Merge overlapping corrections
Company: Grammarly
Role: Software Engineer
Category: Coding & Algorithms
Interview Round: Onsite
Quick Answer: This question evaluates a candidate's ability to manage and manipulate overlapping intervals with multi-criteria tie-breaking, preserve original metadata across splits, and design efficient data structures and algorithms for producing non-overlapping correction spans.
Constraints
- 0 <= len(corrections) <= 2 * 10^5
- 0 <= start <= end <= 10^9
- -10^9 <= priority <= 10^9
- A solution that scans every position in every interval will time out
Examples
Input: ([(1, 10, 1, "UPPERCASE"), (3, 6, 1, "LOWERCASE")],)
Expected Output: [(1, 2, 1, "UPPERCASE"), (3, 6, 1, "LOWERCASE"), (7, 10, 1, "UPPERCASE")]
Explanation: Both corrections have priority 1, but `(3, 6)` has the smaller original span length, so it wins on the overlap. The larger interval survives on both sides.
Input: ([(0, 4, 1, "DELETE"), (2, 3, 5, "UPDATE")],)
Expected Output: [(0, 1, 1, "DELETE"), (2, 3, 5, "UPDATE"), (4, 4, 1, "DELETE")]
Explanation: The `UPDATE` correction has higher priority on positions 2 and 3, so the `DELETE` correction is split into the remaining left and right pieces.
Input: ([(1, 10, 1, "UPPERCASE"), (3, 6, 1, "LOWERCASE"), (5, 8, 1, "DELETE")],)
Expected Output: [(1, 2, 1, "UPPERCASE"), (3, 6, 1, "LOWERCASE"), (7, 8, 1, "DELETE"), (9, 10, 1, "UPPERCASE")]
Explanation: On 5..6, `LOWERCASE` and `DELETE` tie on priority and original length, so `LOWERCASE` wins because it appeared earlier. On 7..8, `DELETE` beats the surviving `UPPERCASE` piece because `UPPERCASE` must still compare using its original length from `(1, 10)`, not the shorter fragment length.
Input: ([(4, 7, 2, "LOWERCASE"), (4, 7, 2, "UPPERCASE"), (5, 5, 3, "DELETE")],)
Expected Output: [(4, 4, 2, "LOWERCASE"), (5, 5, 3, "DELETE"), (6, 7, 2, "LOWERCASE")]
Explanation: At position 5, `DELETE` wins because it has higher priority. Outside that point, the first interval wins the tie against the second because both spans and priorities are identical and input order breaks the tie.
Input: ([],)
Expected Output: []
Explanation: No corrections means there are no output segments.
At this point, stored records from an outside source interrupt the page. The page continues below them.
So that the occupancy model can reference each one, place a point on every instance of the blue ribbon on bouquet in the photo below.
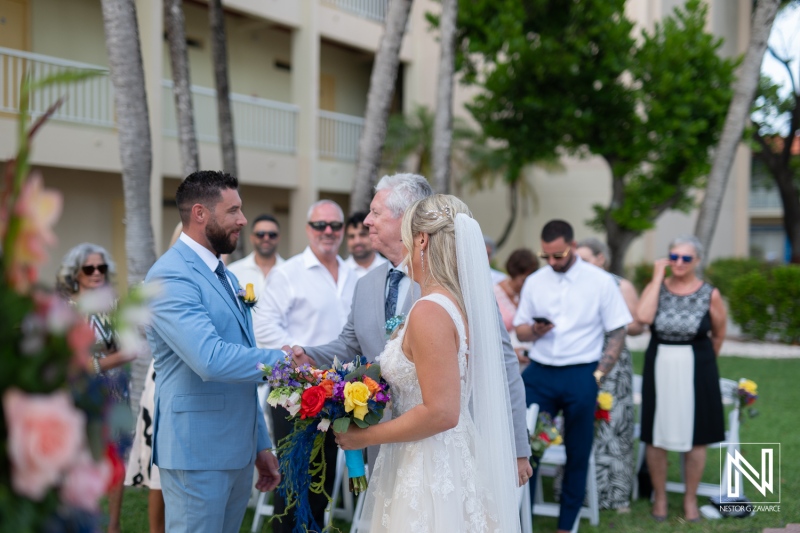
(294, 460)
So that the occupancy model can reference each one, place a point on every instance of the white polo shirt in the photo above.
(302, 304)
(583, 303)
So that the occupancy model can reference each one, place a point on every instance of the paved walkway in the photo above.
(735, 347)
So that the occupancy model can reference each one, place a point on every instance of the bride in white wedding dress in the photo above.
(446, 461)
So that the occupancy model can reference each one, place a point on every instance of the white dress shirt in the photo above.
(583, 303)
(210, 260)
(248, 271)
(360, 271)
(302, 304)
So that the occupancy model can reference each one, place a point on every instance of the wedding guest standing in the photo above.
(567, 309)
(681, 401)
(87, 268)
(265, 236)
(520, 264)
(306, 301)
(613, 442)
(363, 258)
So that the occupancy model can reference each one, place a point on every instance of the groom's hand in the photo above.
(524, 470)
(299, 356)
(269, 474)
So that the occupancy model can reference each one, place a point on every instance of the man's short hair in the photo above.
(202, 187)
(557, 228)
(324, 202)
(404, 190)
(356, 219)
(266, 218)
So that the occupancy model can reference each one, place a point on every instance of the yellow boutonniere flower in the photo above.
(605, 401)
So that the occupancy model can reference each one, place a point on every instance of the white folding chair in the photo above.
(728, 389)
(557, 456)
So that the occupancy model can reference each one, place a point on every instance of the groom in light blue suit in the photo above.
(208, 427)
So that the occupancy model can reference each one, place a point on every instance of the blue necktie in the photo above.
(220, 272)
(391, 298)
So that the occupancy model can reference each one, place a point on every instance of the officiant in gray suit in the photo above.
(386, 292)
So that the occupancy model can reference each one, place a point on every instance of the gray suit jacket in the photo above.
(365, 334)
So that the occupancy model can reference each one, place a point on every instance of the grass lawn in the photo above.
(778, 402)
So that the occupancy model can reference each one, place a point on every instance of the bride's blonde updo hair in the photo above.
(435, 215)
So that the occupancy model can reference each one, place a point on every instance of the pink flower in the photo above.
(86, 482)
(45, 433)
(37, 209)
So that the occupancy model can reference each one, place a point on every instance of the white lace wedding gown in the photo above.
(427, 486)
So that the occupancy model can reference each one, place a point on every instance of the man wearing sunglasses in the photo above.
(566, 310)
(265, 235)
(307, 300)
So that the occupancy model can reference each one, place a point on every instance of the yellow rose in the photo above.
(605, 401)
(249, 293)
(355, 399)
(748, 386)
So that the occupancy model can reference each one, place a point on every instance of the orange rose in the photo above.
(372, 385)
(328, 386)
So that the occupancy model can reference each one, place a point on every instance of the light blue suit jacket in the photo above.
(207, 415)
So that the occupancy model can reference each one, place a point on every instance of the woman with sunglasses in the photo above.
(681, 402)
(84, 269)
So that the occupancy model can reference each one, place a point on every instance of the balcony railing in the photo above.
(257, 123)
(339, 135)
(765, 198)
(86, 102)
(368, 9)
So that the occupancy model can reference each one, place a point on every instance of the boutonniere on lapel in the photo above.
(248, 295)
(393, 323)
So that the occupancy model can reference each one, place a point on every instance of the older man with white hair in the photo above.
(387, 291)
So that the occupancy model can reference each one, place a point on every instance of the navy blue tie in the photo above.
(220, 272)
(391, 298)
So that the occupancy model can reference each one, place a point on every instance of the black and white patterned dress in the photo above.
(613, 443)
(681, 402)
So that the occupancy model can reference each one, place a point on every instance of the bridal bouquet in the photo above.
(545, 435)
(350, 393)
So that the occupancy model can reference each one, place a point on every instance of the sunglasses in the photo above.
(560, 255)
(320, 225)
(89, 269)
(685, 258)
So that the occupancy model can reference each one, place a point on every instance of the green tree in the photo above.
(571, 77)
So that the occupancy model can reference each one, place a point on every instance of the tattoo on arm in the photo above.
(614, 346)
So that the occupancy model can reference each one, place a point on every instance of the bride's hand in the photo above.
(354, 438)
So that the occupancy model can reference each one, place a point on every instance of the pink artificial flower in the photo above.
(86, 482)
(37, 209)
(45, 434)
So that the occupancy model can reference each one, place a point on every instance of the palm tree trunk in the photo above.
(181, 85)
(738, 113)
(443, 124)
(219, 52)
(127, 76)
(379, 101)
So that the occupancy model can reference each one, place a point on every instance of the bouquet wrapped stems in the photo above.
(356, 470)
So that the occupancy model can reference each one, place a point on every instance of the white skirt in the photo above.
(673, 423)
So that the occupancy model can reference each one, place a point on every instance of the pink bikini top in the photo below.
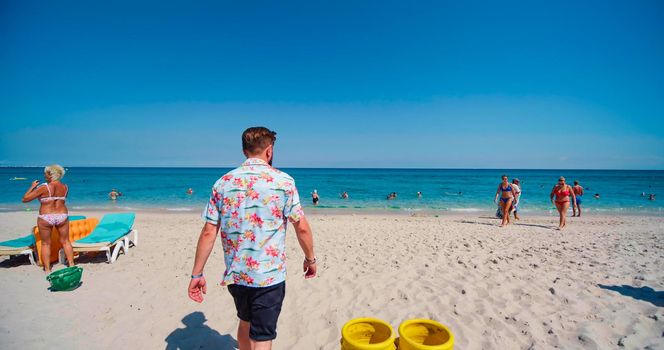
(51, 197)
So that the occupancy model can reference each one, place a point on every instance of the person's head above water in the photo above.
(258, 142)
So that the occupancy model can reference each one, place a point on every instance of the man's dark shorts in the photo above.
(260, 307)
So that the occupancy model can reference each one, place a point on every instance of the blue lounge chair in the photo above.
(113, 231)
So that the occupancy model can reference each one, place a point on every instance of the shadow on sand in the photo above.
(198, 335)
(643, 293)
(14, 261)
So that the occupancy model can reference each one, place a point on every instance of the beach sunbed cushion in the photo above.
(111, 228)
(23, 242)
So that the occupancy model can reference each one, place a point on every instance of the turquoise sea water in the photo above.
(443, 189)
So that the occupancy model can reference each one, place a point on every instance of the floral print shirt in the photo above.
(250, 205)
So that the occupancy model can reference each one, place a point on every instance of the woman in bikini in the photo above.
(562, 192)
(52, 212)
(507, 194)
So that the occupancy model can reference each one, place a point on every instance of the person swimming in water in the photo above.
(578, 191)
(507, 193)
(114, 194)
(564, 195)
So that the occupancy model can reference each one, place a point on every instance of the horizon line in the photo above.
(348, 168)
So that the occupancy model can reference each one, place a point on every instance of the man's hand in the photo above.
(309, 269)
(197, 289)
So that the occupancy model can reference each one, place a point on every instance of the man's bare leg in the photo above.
(247, 343)
(261, 345)
(243, 336)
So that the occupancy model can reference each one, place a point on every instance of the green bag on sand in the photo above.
(66, 279)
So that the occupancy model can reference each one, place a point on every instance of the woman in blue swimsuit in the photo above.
(506, 193)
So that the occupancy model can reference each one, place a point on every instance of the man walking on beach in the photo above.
(249, 207)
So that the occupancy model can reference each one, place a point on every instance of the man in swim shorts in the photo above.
(248, 207)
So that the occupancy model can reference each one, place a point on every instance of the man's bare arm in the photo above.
(305, 237)
(204, 247)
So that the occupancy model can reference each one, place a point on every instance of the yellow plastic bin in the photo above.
(421, 334)
(367, 334)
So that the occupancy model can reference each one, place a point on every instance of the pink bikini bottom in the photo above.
(54, 219)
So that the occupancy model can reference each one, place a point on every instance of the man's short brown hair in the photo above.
(256, 139)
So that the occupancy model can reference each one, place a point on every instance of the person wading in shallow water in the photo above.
(562, 192)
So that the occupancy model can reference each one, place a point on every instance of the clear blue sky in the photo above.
(502, 84)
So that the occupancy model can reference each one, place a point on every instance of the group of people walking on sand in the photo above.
(562, 195)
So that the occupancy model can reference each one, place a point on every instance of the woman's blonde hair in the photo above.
(55, 172)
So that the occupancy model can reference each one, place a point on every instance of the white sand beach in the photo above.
(597, 285)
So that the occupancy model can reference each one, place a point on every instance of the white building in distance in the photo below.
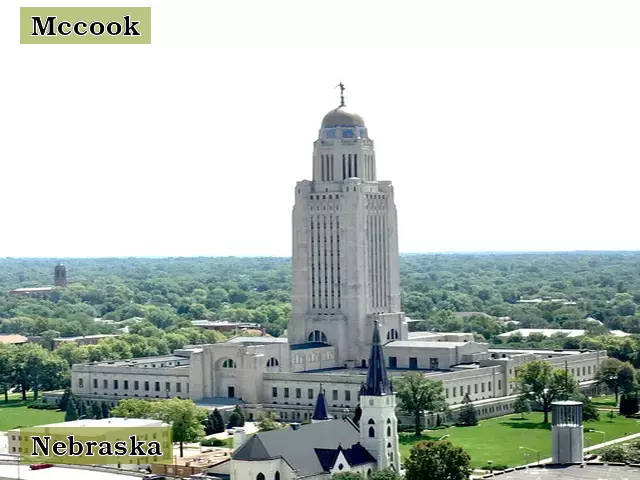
(345, 279)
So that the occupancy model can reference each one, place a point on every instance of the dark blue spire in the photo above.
(377, 381)
(321, 412)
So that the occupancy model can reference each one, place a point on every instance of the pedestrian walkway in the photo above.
(597, 446)
(480, 473)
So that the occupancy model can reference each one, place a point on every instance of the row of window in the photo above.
(314, 357)
(461, 389)
(136, 385)
(310, 394)
(326, 287)
(586, 370)
(434, 363)
(378, 261)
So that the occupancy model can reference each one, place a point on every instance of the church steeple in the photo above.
(321, 412)
(377, 380)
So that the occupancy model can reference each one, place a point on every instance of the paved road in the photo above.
(586, 450)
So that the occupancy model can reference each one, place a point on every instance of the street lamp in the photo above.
(531, 449)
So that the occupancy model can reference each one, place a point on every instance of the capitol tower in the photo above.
(345, 245)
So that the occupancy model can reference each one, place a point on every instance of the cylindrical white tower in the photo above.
(567, 432)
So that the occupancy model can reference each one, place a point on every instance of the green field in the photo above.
(16, 414)
(606, 401)
(498, 439)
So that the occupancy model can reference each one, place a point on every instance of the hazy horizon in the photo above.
(503, 126)
(491, 252)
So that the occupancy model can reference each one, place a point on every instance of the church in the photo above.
(327, 446)
(346, 291)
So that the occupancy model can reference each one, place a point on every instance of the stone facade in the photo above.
(345, 279)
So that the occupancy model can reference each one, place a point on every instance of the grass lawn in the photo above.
(605, 401)
(16, 414)
(498, 439)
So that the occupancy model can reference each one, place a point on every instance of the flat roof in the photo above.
(60, 473)
(257, 340)
(306, 346)
(419, 344)
(574, 472)
(533, 350)
(143, 361)
(72, 339)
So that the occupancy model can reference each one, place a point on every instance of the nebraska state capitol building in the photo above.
(345, 278)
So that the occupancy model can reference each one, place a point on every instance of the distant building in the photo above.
(35, 292)
(535, 301)
(13, 339)
(59, 278)
(60, 275)
(86, 340)
(547, 332)
(13, 435)
(471, 314)
(224, 325)
(327, 446)
(345, 281)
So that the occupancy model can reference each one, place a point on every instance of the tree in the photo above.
(96, 411)
(218, 421)
(135, 408)
(589, 410)
(104, 408)
(268, 421)
(357, 414)
(418, 394)
(610, 374)
(628, 405)
(539, 382)
(467, 416)
(347, 476)
(522, 405)
(213, 423)
(71, 413)
(439, 460)
(385, 474)
(235, 420)
(185, 418)
(238, 418)
(7, 371)
(64, 400)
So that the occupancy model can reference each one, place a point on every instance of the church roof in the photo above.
(340, 117)
(309, 449)
(356, 455)
(377, 380)
(321, 412)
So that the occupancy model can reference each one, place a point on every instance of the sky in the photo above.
(503, 125)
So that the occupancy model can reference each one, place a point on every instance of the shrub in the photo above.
(614, 453)
(213, 442)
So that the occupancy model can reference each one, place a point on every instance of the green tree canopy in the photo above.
(541, 383)
(439, 460)
(418, 394)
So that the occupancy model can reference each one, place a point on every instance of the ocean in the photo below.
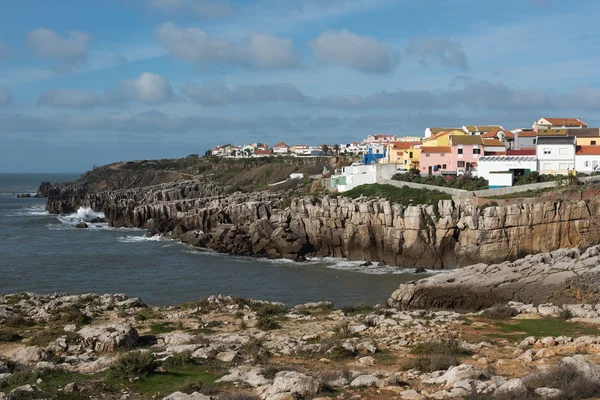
(46, 253)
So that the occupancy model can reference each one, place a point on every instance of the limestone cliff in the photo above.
(447, 235)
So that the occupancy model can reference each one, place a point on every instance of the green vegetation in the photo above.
(465, 182)
(522, 328)
(405, 195)
(135, 364)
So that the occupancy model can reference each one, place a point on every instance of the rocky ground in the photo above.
(114, 347)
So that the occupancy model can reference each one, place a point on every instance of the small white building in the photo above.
(556, 154)
(356, 175)
(495, 168)
(587, 159)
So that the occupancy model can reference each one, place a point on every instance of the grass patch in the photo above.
(404, 195)
(520, 329)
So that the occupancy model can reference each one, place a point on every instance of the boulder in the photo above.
(292, 382)
(108, 338)
(364, 381)
(514, 387)
(184, 396)
(29, 355)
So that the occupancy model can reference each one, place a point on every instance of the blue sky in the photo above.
(86, 82)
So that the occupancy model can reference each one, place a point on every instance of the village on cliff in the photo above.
(555, 146)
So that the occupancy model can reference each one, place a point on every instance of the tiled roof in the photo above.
(436, 149)
(588, 151)
(566, 122)
(492, 142)
(465, 139)
(522, 152)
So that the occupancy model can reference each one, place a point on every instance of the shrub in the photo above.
(445, 346)
(431, 363)
(500, 312)
(133, 364)
(254, 351)
(266, 323)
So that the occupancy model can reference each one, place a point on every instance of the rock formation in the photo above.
(446, 235)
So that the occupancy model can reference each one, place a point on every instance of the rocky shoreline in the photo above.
(449, 234)
(223, 348)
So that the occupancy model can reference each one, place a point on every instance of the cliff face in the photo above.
(448, 235)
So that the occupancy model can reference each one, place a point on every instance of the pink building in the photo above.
(458, 158)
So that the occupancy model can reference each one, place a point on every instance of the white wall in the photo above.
(486, 166)
(560, 159)
(586, 163)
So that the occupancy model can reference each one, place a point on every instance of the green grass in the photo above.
(404, 195)
(519, 329)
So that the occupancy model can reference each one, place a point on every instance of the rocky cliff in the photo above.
(446, 235)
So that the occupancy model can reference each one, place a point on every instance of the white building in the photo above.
(587, 159)
(356, 175)
(556, 154)
(496, 168)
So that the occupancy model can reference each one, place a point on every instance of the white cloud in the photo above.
(68, 99)
(202, 8)
(363, 53)
(5, 97)
(70, 50)
(258, 50)
(148, 88)
(217, 94)
(441, 50)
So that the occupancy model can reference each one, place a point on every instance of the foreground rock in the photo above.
(557, 276)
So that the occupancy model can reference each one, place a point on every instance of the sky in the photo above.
(89, 82)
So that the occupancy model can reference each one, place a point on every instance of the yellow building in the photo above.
(442, 138)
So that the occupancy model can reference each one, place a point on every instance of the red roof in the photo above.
(566, 122)
(262, 152)
(522, 152)
(435, 149)
(588, 150)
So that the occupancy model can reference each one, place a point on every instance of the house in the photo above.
(441, 138)
(524, 139)
(281, 148)
(500, 171)
(379, 138)
(493, 146)
(556, 154)
(375, 154)
(557, 123)
(395, 152)
(456, 159)
(356, 175)
(480, 129)
(434, 131)
(587, 159)
(261, 153)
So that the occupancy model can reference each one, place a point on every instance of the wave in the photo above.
(36, 210)
(140, 239)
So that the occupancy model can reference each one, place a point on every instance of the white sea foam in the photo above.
(140, 239)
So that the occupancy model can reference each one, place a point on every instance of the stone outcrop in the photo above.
(535, 279)
(446, 235)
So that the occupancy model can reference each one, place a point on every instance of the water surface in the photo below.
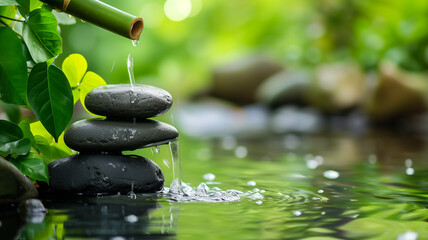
(371, 186)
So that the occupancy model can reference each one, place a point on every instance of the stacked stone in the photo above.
(101, 168)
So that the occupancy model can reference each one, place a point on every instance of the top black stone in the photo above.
(124, 101)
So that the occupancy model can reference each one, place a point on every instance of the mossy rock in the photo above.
(395, 93)
(336, 87)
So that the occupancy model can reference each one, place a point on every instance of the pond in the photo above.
(323, 186)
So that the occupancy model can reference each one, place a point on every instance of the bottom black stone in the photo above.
(90, 174)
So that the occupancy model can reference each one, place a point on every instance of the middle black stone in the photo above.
(98, 135)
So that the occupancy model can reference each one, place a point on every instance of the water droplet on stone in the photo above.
(131, 218)
(251, 183)
(209, 177)
(132, 195)
(408, 163)
(410, 171)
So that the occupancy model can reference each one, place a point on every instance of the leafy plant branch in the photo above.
(30, 79)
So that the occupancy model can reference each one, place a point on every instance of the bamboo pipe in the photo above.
(102, 15)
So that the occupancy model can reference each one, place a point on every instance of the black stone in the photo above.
(123, 101)
(90, 174)
(97, 135)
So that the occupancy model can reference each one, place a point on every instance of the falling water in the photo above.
(131, 70)
(135, 42)
(175, 187)
(130, 64)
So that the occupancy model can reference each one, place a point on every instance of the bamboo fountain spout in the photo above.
(102, 15)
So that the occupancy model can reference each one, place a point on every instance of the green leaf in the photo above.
(21, 147)
(33, 166)
(9, 132)
(12, 139)
(8, 2)
(89, 82)
(41, 35)
(26, 130)
(12, 111)
(50, 97)
(63, 18)
(37, 128)
(74, 67)
(51, 150)
(13, 68)
(26, 6)
(7, 11)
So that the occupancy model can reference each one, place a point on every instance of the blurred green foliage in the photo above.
(179, 56)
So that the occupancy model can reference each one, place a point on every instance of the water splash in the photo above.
(176, 167)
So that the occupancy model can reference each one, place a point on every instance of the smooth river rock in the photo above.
(96, 135)
(123, 101)
(89, 174)
(14, 186)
Input: ([(1, 5, 3, "UPDATE"), (2, 2, 1, "DELETE"), (4, 4, 1, "LOWERCASE")],)
Expected Output: [(1, 5, 3, "UPDATE")]
Explanation: The lower-priority single-point corrections never win, so the stronger `UPDATE` span remains one merged segment rather than being split at internal event boundaries.
Input: ([(1, 2, 1, "UPDATE"), (3, 5, 1, "UPDATE")],)
Expected Output: [(1, 5, 1, "UPDATE")]
Explanation: These intervals do not overlap, but they are adjacent and have identical returned fields, so the minimal output merges them.
Hints
- Convert each inclusive interval `[start, end]` into a half-open interval `[start, end + 1)` and sweep only across event coordinates where something starts or stops.
- Maintain the currently active corrections in a priority queue ordered by `(-priority, original_length, input_index)`. Use lazy removal for intervals that have already ended.